Dan Bellinger had run the road section and given some intel on it, which was immensely helpful. But without mile markers, I had no frame of reference on how far I had run. There is a gravel downhill, then a turn on a rolling asphalt road, then you cross the turnpike around mile 4 in the detour, then around 4 miles in a gradual ascent back to the trail.
I stop to pee and the runners who were in front of me are now out of sight. I'm alone, and thoughts are going negative. This long gravel downhill is getting to me. I'm really getting depressed and bleak. I finally realize I'm bonking and get a gel into me.

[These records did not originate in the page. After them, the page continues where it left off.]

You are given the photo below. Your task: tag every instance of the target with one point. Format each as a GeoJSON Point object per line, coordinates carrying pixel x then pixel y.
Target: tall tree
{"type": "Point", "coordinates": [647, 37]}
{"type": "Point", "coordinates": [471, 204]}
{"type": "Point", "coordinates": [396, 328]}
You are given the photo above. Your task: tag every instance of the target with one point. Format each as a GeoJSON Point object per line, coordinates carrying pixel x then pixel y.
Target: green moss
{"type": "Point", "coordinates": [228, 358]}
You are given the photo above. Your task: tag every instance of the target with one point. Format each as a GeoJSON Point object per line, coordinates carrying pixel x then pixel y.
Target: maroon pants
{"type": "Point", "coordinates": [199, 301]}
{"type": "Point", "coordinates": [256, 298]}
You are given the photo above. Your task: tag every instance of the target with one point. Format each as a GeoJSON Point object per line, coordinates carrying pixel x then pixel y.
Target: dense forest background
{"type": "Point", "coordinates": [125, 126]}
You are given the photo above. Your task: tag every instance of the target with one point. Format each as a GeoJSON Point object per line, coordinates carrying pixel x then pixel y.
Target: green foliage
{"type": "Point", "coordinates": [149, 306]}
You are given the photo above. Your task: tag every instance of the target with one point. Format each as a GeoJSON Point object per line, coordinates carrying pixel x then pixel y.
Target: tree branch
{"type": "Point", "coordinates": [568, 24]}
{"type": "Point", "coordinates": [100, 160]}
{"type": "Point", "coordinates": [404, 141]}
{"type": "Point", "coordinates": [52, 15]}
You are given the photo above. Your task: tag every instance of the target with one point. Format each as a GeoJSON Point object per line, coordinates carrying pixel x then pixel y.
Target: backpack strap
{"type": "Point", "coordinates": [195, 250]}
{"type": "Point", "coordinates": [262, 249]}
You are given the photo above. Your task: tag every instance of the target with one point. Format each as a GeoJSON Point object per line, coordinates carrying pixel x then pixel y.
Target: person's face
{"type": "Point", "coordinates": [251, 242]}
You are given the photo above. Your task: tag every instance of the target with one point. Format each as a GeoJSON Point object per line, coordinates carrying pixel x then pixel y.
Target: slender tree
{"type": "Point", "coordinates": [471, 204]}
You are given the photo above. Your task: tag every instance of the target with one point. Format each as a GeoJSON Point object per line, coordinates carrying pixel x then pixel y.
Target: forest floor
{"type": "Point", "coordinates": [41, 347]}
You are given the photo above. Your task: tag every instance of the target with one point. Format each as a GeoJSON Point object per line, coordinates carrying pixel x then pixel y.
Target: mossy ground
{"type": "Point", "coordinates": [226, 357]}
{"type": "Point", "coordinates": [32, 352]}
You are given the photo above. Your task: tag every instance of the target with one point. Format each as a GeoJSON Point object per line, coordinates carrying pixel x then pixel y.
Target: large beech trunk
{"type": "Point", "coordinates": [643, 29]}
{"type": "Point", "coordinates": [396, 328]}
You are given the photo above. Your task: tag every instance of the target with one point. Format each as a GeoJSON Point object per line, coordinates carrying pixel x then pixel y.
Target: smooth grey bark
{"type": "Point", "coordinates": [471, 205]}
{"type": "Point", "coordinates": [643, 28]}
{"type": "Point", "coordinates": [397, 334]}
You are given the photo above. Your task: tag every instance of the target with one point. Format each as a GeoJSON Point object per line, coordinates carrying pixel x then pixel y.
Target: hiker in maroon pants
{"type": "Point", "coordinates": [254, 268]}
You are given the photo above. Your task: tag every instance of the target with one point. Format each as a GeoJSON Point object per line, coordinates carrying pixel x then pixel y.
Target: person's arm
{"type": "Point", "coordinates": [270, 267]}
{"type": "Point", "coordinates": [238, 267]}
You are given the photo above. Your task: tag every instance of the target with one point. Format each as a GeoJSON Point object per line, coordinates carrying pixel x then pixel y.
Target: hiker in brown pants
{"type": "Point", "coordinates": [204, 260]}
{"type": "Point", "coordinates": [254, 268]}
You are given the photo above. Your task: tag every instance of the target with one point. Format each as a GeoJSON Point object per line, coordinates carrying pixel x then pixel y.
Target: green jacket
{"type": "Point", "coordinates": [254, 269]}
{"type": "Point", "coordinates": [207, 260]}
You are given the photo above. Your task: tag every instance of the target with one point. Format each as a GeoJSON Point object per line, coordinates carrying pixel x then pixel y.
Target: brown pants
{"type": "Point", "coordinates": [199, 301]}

I finally make the turn onto the asphalt road. Where is the turnpike? It's nowhere in sight. I try not to get hit by the fast moving trucks on the road. Now I can feel hot spots on my balls of my feet. CRAP. I'm getting pissed now. I've not had a hint of a blister problem until I hit this stupid road. I'm not happy. And WHERE is this turnpike?

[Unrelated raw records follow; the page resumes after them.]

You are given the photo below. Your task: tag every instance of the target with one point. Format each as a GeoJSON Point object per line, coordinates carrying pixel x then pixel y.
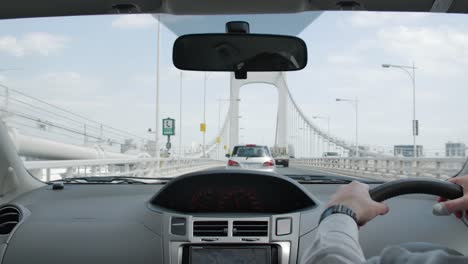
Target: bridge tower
{"type": "Point", "coordinates": [276, 79]}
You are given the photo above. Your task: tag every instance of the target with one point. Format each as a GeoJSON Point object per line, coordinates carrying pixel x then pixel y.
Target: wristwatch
{"type": "Point", "coordinates": [338, 209]}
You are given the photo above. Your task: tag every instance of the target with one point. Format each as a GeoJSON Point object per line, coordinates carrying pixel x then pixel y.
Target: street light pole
{"type": "Point", "coordinates": [204, 113]}
{"type": "Point", "coordinates": [328, 127]}
{"type": "Point", "coordinates": [156, 134]}
{"type": "Point", "coordinates": [180, 115]}
{"type": "Point", "coordinates": [355, 101]}
{"type": "Point", "coordinates": [412, 76]}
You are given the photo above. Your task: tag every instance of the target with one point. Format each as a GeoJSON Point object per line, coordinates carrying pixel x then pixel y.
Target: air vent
{"type": "Point", "coordinates": [210, 228]}
{"type": "Point", "coordinates": [9, 218]}
{"type": "Point", "coordinates": [250, 228]}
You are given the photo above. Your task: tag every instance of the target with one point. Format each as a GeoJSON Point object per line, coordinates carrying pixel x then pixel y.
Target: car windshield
{"type": "Point", "coordinates": [249, 152]}
{"type": "Point", "coordinates": [382, 96]}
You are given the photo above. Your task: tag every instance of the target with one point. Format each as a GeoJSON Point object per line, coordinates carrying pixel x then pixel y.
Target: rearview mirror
{"type": "Point", "coordinates": [239, 53]}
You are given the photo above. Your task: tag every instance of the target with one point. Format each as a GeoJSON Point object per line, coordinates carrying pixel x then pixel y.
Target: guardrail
{"type": "Point", "coordinates": [146, 167]}
{"type": "Point", "coordinates": [386, 168]}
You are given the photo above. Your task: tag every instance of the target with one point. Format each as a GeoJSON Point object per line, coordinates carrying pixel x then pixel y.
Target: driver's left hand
{"type": "Point", "coordinates": [460, 205]}
{"type": "Point", "coordinates": [356, 196]}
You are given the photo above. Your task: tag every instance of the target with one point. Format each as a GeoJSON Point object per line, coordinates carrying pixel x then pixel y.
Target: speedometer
{"type": "Point", "coordinates": [240, 200]}
{"type": "Point", "coordinates": [204, 200]}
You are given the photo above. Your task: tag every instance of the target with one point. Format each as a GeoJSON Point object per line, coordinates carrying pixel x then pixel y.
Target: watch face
{"type": "Point", "coordinates": [338, 209]}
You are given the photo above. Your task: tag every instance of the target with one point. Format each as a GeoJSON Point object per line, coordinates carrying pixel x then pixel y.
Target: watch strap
{"type": "Point", "coordinates": [338, 209]}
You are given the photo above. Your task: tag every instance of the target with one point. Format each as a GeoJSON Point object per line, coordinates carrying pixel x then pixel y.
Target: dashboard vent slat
{"type": "Point", "coordinates": [9, 218]}
{"type": "Point", "coordinates": [210, 228]}
{"type": "Point", "coordinates": [250, 228]}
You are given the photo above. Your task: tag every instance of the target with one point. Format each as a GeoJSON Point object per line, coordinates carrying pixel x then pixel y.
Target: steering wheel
{"type": "Point", "coordinates": [424, 186]}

I finally see the turnpike---in the freaking distance. I glance at my watch. It's somewhere around 5pm. Now I'm worried about getting to the 9pm AS cut off. There's no way I can do that. This adds to my already black mood. Which makes me power walk faster.
As I come to the bridge, I spot three runners ahead of me! This makes me feel so much better. I cross the turnpike and catch them.
"I am NOT Happy!!!!!" I declare. I think I scared them. Michael says I am moving well. "That's because I am NOT happy!" Anger and unhappiness is giving me motivation to get down this gravel road, and I pull away from the three of them. The gravel is just making my now developed blisters worse.
A truck approaches from the direction I am going. It's Rick, the RD, and tells me I've got "a little over a mile" to the AS. As I keep going AND going, I realize he's lied to me. Of course he lied, he's the RD. If he had said I still had three miles to go, I may have had a meltdown.
The AS finally (how many times have I said finally here?) appears in the distance. I've got a dropbag here. A volunteer keeps bringing me cold Gatorade as I rummage through my bag. I get my light, my music, scissors and some tape. I decide not to do anything to my feet until the next AS, where I think I have another drop bag. I think I now have a shot of getting to the AS within the cut off time.
The rain starts as I get back on the trail. It's not particular a cooling rain. As it stops, it just raises the humidity level. It's "only" seven miles to the next AS. And I have music now! I crank up my playlist. Now my mantra is "hurry hurry". No walking, unless I am climbing. Go, go!
The soft dirt is kinder to my blistering feet, but when I set them down on a rock it hurts more. I can feel the blisters growing. That's okay, I can run through pain.
I catch Bill and Tara right as we get to the next Aid Station. They have soup!! I eat two cups. I have not really been able to keep up with calories through this race. I've eaten all my gels I've brought. To spend more time in AS eating and drinking cuts down on your time on the trail. It's hard to get this right.
It's also 12 miles to the next Aid Station, with the 1230 AM cut off. It's around 9pm. Doing the math now, I see I would need to keep a 17.50 minute pace to get there on time.
For any non ultra runners reading this far along (and thank you!) I know this sounds ridiculous. Who couldn't "run" an 18 minute mile?
Well, okay, I've already run 48 miles. I'm tired, it's still hot out. It's now dark, so I am on a trail with a headlight. There is an actual downhill here. The trail at this point is through these huge prehistoric looking ferns, with actually cover the trail. You can't see more than the edge of your light, and it's hard to see the rocks on the trail. It's very slow moving through here.
A kind AS worker had warned me of "two significant" climbs and I'm glad he did. I knew what to expect. But climbing is not keeping an 18 minute mile. I'm getting slower and slower, and the feet are hurting more and more. My mantra now is "run through pain". And I can, or actually I can shuffle, but it's getting slower and slower.
The worst point is when I put my right foot down in a water puddle. My burst blister explodes into fresh pain and I now can't put my foot down, just the heel. I try to look for a hiking stick. I start crying. Which makes everything worse.
I stop crying. I can put my foot down again. But even if I make the cut off, there's no way I can go on. A 30 minute mile does not complete a race. And now the cement mile markers are taunting me. I'm only at 54. I need to get to 56.
I get to 56. SO where is the AS? I'm looking for lights, voices, anything to show me I am close. I start to cry again. And stop. I'm not crying going into an AS. Finally I can hear voices, and see lights. Yes! I am finally done. I glance at my watch. I believe it's 109 am. Cut off was 1230 am.